Global AI and Data Science

 View Only

K Means Clustering

By Moloy De posted Fri October 27, 2023 09:54 PM

  
K-means is a unsupervised learning algorithm where one wants to classify the clusters. It involves initialization and performing iterative Expectation Maximization (EM) steps until convergence or when maximum iteration is reached.
 
During initialization, k number of centroids are assigned based on the k-means optimization algorithm. In the Expectation (E) step, data points are assigned to clusters following their closest (by Euclidean distance) centroid. In the Maximization (M) step, centroids are updated to minimize the inertia or within-cluster sum-of-squares (WCSS). EM steps are repeated until convergence to local minima where the cluster assignment and centroids do not change.
 
When to use K-means
 
1. You want interpretability: K-means is easy to understand and interpret.
2. Clusters are even-sized and globular-shaped: K-means work well when clusters are well-separated globular shapes but do not perform well if clusters are long and irregularly shaped.
 
When to NOT use K-means
 
1. You are unsure about the number of clusters: K-means require the number of clusters to be predefined. Usually, the Elbow method, which plots WCSS against the number of clusters, is used to determine the optimal number of clusters.
2. You have outliers in the data: All data points are assigned to a cluster, hence the presence of outliers can skew the results and have to be removed or transformed.
3. You want computation efficiency: The computation cost of K-means increases with the size of data as it runs in O(tkn) time where t is the number of iterations, k is the number of clusters, and n is the number of data points. Using dimensionality reduction algorithms such as PCA can speed up computation.
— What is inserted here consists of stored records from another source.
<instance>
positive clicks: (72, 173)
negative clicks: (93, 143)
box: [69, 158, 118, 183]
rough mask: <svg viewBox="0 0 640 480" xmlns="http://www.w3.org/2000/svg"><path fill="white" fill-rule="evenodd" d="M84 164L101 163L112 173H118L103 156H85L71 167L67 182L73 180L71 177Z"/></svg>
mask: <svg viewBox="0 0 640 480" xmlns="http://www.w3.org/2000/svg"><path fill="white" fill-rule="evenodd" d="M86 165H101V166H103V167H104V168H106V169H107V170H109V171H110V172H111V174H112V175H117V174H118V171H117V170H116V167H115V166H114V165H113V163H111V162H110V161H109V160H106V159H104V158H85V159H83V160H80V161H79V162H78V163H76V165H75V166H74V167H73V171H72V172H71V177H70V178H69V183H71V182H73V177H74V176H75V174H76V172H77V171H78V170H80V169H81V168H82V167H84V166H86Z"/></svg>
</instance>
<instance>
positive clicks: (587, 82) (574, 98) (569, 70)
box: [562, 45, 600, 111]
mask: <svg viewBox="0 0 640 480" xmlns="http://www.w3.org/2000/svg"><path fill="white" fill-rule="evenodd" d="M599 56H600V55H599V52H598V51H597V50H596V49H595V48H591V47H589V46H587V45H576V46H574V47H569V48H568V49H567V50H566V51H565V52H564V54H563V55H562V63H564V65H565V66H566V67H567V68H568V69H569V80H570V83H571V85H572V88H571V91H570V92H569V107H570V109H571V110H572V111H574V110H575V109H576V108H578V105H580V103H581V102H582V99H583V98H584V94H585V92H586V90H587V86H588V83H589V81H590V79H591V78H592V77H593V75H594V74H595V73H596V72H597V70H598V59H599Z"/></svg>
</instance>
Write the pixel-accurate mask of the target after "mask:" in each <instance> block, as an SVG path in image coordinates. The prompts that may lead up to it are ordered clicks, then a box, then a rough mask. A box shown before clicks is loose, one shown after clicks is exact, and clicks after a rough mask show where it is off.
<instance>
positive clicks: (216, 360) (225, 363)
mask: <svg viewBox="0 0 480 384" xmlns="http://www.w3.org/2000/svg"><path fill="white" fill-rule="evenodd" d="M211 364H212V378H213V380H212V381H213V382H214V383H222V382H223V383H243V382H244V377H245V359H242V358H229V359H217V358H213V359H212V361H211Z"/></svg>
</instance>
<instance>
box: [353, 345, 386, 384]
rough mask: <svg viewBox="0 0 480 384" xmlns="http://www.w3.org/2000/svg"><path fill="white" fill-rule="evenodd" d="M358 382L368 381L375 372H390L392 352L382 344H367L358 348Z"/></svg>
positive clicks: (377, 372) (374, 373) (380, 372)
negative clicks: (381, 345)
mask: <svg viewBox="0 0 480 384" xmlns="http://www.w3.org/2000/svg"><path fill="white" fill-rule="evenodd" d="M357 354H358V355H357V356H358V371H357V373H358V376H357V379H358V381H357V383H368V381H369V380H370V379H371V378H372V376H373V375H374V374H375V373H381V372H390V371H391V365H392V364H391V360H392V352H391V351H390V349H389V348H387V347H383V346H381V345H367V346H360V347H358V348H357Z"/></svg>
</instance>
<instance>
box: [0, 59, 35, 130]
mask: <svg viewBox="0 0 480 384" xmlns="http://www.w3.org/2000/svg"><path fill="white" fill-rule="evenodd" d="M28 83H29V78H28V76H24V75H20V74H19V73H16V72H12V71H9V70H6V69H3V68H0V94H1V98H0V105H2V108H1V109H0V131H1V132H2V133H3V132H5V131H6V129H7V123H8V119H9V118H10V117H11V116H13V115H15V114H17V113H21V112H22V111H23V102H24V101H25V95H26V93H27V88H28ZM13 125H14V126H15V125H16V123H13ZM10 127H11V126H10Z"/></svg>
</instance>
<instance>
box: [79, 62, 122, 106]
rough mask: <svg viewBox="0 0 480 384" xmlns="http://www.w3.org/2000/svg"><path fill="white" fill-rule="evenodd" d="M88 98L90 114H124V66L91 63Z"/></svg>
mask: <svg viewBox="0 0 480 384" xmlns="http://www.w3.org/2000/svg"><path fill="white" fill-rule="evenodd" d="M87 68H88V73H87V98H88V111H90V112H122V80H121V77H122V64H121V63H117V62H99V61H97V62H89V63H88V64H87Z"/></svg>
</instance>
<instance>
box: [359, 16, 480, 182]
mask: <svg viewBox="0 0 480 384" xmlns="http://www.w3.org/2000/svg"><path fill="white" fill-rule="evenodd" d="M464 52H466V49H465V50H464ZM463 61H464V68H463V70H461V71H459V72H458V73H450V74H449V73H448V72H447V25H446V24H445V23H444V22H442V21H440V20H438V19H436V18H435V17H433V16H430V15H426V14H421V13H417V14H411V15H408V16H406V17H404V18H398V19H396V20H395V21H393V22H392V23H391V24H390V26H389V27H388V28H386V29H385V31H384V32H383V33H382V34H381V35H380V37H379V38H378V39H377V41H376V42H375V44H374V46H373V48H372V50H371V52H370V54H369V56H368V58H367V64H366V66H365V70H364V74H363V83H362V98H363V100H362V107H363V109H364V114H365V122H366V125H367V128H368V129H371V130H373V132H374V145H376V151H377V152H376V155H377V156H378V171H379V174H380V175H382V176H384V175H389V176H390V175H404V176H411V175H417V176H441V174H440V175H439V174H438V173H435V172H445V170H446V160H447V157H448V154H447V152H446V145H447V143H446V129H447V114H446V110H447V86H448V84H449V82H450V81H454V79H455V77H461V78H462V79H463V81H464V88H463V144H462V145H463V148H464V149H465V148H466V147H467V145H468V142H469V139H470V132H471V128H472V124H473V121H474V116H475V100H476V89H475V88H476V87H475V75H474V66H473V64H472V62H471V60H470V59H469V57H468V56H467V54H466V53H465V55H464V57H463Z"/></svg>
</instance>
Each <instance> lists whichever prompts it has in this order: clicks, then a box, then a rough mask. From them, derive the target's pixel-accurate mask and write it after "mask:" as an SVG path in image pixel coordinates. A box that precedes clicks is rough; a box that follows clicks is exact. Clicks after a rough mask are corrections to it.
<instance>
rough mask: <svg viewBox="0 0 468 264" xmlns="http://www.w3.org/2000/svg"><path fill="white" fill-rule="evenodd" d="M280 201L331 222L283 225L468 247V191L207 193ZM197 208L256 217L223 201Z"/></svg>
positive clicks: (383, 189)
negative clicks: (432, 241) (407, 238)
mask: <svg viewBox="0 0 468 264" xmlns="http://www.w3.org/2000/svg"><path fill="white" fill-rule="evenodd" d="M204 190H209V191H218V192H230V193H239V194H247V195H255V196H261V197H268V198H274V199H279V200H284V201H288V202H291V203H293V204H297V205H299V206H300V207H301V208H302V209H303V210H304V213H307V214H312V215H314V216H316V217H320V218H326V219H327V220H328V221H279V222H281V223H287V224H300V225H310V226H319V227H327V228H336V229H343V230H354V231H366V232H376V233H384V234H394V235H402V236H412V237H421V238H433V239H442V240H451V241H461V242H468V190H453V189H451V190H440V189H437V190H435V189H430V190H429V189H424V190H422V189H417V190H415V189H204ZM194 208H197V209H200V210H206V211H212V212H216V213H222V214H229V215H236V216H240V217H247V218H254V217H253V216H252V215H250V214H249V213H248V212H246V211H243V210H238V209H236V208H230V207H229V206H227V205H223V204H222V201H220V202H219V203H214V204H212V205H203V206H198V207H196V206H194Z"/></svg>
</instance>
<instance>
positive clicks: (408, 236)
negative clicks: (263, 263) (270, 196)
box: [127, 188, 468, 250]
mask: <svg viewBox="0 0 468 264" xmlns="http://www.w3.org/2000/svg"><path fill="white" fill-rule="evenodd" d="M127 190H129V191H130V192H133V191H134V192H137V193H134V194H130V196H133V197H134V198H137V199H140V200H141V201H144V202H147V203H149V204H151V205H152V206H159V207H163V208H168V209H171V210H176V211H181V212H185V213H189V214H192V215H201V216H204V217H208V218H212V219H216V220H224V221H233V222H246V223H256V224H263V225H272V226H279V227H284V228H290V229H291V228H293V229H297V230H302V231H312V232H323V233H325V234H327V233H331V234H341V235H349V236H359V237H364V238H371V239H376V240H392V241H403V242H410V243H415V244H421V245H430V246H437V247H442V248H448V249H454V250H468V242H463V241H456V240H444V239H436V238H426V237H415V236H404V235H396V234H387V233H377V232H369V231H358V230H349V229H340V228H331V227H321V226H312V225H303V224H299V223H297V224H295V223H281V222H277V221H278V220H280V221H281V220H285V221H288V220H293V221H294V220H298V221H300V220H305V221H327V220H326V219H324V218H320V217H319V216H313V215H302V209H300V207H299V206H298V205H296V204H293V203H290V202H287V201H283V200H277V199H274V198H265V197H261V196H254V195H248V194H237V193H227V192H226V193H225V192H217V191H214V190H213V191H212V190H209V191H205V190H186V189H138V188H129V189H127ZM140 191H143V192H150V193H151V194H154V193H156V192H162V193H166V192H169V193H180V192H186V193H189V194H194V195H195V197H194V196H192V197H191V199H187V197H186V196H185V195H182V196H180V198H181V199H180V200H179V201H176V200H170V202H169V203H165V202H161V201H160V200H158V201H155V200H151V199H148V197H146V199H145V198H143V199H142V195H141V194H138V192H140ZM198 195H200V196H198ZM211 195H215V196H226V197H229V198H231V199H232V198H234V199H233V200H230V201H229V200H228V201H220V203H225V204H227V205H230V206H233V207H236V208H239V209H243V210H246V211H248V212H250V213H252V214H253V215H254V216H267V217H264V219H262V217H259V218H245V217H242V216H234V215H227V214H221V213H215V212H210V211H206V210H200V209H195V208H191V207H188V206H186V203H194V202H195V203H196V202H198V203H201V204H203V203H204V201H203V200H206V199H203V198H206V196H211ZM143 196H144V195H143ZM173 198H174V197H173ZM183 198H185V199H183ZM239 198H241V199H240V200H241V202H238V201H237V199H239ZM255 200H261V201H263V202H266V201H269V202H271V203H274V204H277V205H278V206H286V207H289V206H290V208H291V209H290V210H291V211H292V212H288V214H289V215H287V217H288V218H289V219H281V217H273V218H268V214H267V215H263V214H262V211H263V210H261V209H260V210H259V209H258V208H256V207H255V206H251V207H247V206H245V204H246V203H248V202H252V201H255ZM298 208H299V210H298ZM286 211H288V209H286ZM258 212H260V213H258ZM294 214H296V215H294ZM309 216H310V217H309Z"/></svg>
QUESTION I: Is K-median a viable option to handle outliers while clustering?

QUESTION II: How to set the value of K prior to the analysis?

REFERENCE: 6 Types of Clustering Methods — An Overview Blog

1 comment
8 views

Permalink

Comments

Mon April 08, 2024 05:54 PM

To help with your first question;

Yes, K-median clustering can be a viable option for handling outliers to some extent, but it might not be the best choice in all scenarios. Here's how K-median clustering can address outliers:

  1. Robustness to outliers: K-median clustering tends to be more robust to outliers compared to K-means clustering. This is because K-median uses medians instead of means to calculate cluster centroids. Since medians are less sensitive to outliers than means, K-median can produce better cluster assignments when dealing with datasets that contain outliers.

  2. Distance metric choice: The choice of distance metric in K-median clustering can also affect its robustness to outliers. Using robust distance metrics such as Manhattan distance or Mahalanobis distance can further improve the ability of K-median to handle outliers.

  3. Parameter tuning: Adjusting the value of K (the number of clusters) can also help in dealing with outliers. Increasing the value of K can allow outliers to form their own clusters instead of being lumped together with other data points.

However, despite these advantages, K-median clustering may still struggle with very high-dimensional data or datasets with extremely skewed distributions of points. In such cases, other clustering algorithms specifically designed to handle outliers, such as DBSCAN (Density-Based Spatial Clustering of Applications with Noise) or OPTICS (Ordering Points To Identify the Clustering Structure), might be more suitable.

In summary, while K-median clustering can offer some degree of robustness to outliers, its effectiveness depends on the specific characteristics of the dataset and the clustering task at hand. It's essential to consider the nature of the data and possibly experiment with different clustering algorithms to find the most suitable one for handling outliers.